Sekitar 15 menit kemudian, istri dan anak korban tiba-tiba tak melihat keberadaan Tahril. Merasa curiga, mereka mendekat ke sumur. Saat menengok ke dalam sumur, korban sempat terlihat tenggelam.
"Kedalaman sumur sekitar 15 meter," ungkap Salam.
Istri dan anak korban mencoba mencari pertolongan. Warga pun datang ke lokasi untuk melihat kondisi.
Salah satu warga, Ansoli, sempat turun ke dalam sumur untuk menilik secara pasti kondisi korban.
"Tapi saksi hanya melihat songkok putih yang diduga sebelumnya dipakai oleh korban. Setelahnya, saksi kembali naik ke atas," ujarnya.

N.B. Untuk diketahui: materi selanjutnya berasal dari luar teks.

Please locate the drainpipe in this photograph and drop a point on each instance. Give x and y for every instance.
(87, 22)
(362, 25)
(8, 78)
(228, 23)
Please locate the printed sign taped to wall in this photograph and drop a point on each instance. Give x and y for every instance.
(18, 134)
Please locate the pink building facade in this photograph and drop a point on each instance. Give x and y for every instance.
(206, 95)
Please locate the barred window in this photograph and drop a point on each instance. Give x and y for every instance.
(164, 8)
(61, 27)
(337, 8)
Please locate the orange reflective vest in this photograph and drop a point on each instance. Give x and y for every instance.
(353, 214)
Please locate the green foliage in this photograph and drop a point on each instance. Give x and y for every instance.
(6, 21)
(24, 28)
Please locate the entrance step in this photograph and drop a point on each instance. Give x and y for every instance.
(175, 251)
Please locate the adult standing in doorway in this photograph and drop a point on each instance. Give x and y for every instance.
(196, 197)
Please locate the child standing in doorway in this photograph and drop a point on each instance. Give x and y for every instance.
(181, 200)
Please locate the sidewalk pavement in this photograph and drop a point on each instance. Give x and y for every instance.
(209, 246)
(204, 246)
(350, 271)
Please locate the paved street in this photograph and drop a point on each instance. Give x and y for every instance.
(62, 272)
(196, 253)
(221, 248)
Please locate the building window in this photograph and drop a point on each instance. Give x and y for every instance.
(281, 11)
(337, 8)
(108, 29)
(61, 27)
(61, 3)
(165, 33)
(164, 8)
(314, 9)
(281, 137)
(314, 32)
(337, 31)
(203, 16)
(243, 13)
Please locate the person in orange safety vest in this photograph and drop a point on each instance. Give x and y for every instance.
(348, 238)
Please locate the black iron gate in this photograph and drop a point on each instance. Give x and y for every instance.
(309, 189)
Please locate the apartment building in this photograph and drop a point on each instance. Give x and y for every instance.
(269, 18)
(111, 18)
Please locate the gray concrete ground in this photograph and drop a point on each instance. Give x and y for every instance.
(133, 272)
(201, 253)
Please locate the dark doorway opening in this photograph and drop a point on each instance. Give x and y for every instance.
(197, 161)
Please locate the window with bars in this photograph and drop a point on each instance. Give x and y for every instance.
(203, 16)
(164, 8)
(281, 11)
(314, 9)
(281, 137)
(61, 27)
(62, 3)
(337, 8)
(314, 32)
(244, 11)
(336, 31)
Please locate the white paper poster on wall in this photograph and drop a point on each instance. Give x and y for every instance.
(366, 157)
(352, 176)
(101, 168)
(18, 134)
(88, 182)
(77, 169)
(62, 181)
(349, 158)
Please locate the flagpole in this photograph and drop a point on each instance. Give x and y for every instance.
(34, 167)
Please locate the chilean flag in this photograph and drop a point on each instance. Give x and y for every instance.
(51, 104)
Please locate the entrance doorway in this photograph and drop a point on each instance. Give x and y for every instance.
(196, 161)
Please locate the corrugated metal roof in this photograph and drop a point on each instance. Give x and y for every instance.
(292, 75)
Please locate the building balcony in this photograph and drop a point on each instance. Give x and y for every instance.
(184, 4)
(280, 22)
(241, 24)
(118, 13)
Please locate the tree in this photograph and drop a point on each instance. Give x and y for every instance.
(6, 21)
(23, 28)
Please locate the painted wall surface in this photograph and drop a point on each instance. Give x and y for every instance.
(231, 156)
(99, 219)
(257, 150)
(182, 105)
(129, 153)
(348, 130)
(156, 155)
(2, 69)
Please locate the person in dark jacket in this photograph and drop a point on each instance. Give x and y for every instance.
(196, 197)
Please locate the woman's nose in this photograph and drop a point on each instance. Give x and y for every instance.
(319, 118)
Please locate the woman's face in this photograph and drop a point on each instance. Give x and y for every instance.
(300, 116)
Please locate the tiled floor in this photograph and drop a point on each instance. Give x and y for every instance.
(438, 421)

Salah satu waega pun menghubungi petugas damkar melalui nomor call center. Menerima laporan tersebut, Damkarmat Banyuwangi menerjunkan dua regu penyelamat dengan peralatan lengkap.
Korban akhirnya berhasil diangkat dari dalam sumur menjelang pukul 13.00 WIB dalam keadaan meninggal. Jenazahnya diserahkan ke keluarga untuk disemayamkan dan dimakamkan.